ESpeak
What are eSpeak and eSpeak-NG?
eSpeak is a compact open source (GNU GPL license) software speech synthesizer for English and other languages, for Linux and Windows. It uses a "formant synthesis" method. This allows many languages to be provided in a small size. The speech is clear, and can be used at high speeds, but is not as natural or smooth as larger synthesizers which are based on human speech recordings.
Originally known as speak and originally written for Acorn/RISC_OS computers starting in 1995, eSpeak is an enhancement and re-write, including a relaxation of the original memory and processing power constraints and comes with support for additional languages.[1]

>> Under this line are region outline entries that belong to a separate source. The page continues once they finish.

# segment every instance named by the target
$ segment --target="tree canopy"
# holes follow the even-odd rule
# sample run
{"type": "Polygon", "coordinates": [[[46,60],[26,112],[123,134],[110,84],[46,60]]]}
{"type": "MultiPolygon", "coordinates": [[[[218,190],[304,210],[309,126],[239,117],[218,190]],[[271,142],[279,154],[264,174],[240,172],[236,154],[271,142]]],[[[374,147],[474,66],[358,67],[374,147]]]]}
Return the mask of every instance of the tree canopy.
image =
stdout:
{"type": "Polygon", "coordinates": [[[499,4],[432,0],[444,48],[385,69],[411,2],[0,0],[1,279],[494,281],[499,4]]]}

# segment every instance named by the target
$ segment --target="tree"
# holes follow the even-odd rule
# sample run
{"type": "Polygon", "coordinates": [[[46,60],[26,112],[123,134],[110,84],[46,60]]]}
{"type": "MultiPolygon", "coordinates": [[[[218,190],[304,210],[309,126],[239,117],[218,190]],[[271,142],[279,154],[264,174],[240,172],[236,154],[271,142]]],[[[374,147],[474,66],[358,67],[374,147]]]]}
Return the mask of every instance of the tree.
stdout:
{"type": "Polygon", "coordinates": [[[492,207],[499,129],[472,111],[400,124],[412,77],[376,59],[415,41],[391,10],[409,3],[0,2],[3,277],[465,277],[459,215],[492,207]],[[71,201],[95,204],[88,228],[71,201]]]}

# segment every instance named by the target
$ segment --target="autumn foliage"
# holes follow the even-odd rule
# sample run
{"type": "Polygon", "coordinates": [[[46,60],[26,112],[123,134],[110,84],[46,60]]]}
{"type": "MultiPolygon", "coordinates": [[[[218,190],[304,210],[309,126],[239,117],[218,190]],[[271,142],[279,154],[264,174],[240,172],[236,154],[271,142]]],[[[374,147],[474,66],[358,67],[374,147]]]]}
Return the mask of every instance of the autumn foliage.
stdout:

In 2010 Reece H. Dunn started maintaining a version of eSpeak on GitHub that was forked in late 2015 and renamed to eSpeak NG. The new eSpeak NG project is a significant departure from the eSpeak project with the intention of cleaning up the existing codebase, adding new features and improving the supported languages.[2]
Advantages
Although it has been practically around since the dawn of time (or at least the personal computer) there are still good reasons to use eSpeak:
- It is blazing fast, audio generation is almost instant even on SBCs like the Raspberry Pi Zero
- It is very small and memory consumption is negligible on modern systems (~5MB [source?])
- It is available on basically any platform either as command line program, shared library, SAPI5 version for Windows screen-readers, etc..
- Although the voice sounds rather robotic it has a certain charm, especially if you are building little robots ;-)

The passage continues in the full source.